Ela visitava-o todos os dias desde o acidente. Nas primeiras vezes, ele tivera dificuldade em aceitar a sua presença. Sentia vergonha, e, acima de tudo, inveja. Sabia que não era justo sentir inveja dela, que sempre fizera tudo por ele, mas não conseguia evitá-lo.

*

Passou um ano e ele voltara à escola há uns meses. Já se conformara com a sua vida e os seus pais trataram de o readaptar às suas novas condições. Estava mais que preparado. 
Ela assegurava-se de que todos o tratavam bem, mas a verdade é que atrás da preocupação se escondia um sentimento demasiado forte, que ela não conseguiria aguentar por muito mais tempo. 
Um dia, decidiu levá-lo ao ginásio onde costumavam passar tardes a ensaiar, ouvir música clássica e preparar-se para os espectáculos. Nenhum deles podia ter pedido melhor par, eram absolutamente perfeitos um para o outro.
A medo, ele entrou e relembrou o cheiro a madeira, suor, purpurinas e perfume de rapariga. Os seus sentidos tinham melhorado significativamente, de maneira que já se sentia confiante o suficiente para avançar sozinho. 
Ela pediu-lhe que tentassem dançar. Ele negou, e ela insistiu. Ele não resistiu, tinha de experimentar. No princípio sentia-se desconfortável, mas ela guiou-o o melhor que pôde, de modo que no final do dia ele não queria abandonar o único local onde se sentira realmente bem no último ano.
Todos os dias dançavam juntos. A cumplicidade entre os dois era enorme. Para o bem e para o mal, estavam ali um para o outro...

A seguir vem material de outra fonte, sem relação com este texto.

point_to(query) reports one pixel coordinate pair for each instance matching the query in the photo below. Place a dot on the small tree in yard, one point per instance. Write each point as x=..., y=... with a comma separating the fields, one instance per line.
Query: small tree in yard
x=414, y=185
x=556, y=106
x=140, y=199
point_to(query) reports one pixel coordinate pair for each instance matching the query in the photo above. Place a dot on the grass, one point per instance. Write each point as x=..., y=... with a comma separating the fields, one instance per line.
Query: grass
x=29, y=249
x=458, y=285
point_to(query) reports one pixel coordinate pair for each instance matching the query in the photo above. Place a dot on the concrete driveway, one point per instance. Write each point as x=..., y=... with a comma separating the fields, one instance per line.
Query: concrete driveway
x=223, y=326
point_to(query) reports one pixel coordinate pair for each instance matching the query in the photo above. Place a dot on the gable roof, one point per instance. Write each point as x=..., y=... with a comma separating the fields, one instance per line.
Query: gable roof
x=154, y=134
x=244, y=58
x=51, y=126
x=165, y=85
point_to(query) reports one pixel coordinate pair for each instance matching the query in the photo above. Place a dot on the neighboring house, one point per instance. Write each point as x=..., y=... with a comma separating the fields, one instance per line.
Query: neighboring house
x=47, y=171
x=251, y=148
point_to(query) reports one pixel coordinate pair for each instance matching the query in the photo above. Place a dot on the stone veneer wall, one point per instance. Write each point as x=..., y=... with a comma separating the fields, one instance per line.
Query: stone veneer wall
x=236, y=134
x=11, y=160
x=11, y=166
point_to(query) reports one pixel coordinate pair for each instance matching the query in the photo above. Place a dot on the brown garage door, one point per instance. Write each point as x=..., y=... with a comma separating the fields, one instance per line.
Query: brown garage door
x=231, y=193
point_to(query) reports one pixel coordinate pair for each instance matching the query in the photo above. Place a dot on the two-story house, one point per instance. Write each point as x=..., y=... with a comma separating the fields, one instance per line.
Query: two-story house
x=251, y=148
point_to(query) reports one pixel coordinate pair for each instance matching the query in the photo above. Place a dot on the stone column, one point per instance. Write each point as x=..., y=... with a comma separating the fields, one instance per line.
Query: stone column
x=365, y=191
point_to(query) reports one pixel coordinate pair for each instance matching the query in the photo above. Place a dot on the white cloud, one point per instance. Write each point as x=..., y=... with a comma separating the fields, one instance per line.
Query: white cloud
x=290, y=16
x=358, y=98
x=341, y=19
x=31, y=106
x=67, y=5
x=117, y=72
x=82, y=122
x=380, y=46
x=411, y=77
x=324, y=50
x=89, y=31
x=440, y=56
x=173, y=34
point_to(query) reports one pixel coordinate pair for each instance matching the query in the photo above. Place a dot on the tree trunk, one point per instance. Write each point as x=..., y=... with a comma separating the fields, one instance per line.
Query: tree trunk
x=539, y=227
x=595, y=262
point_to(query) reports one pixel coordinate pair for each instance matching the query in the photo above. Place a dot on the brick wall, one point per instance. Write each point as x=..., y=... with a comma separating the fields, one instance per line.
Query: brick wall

Depois de um treino extenuante para ambos, ela pediu-lhe que fizesse as audições para o conservatório com ela. Após uma longa discussão, ele acabou por ceder. Não tinha nada a perder e sabia-o.
Ele apercebeu-se de que ela se interessava realmente por ele, e ele amava-a desde a primeira vez que dançaram juntos. Nunca tivera coragem de lhe confessar tamanha paixão e decidiu fazê-lo no dia da audição. 
Treinaram o máximo que puderam, e o dia finalmente chegara. Dedicaram-se de alma e coração à dança, não podiam falhar agora. Ela calçava os seus sapatos cor-de-rosa, enquanto tentava disfarçar a preocupação da sua voz. Ele sentiu e pensara em desistir, mas tinha de fazer isto por ela.
Quando o júri lhes disse que passaram, foi o melhor dia das suas vidas. Tinham realizado os seus sonhos e o mérito devia-se apenas aos dois. 
Ele soube que era com o coração que vira claramente o que era invisível aos seus olhos. Era com o coração que ele sentira o que realmente interessava. Dirigiu-se a ela apressado. Os seus pensamentos deixaram de ter lugar e as emoções começaram a falar. Mas ela adiantara-se: "Acho que mereces todos os dias de felicidade". E beijaram-se até perder o fôlego.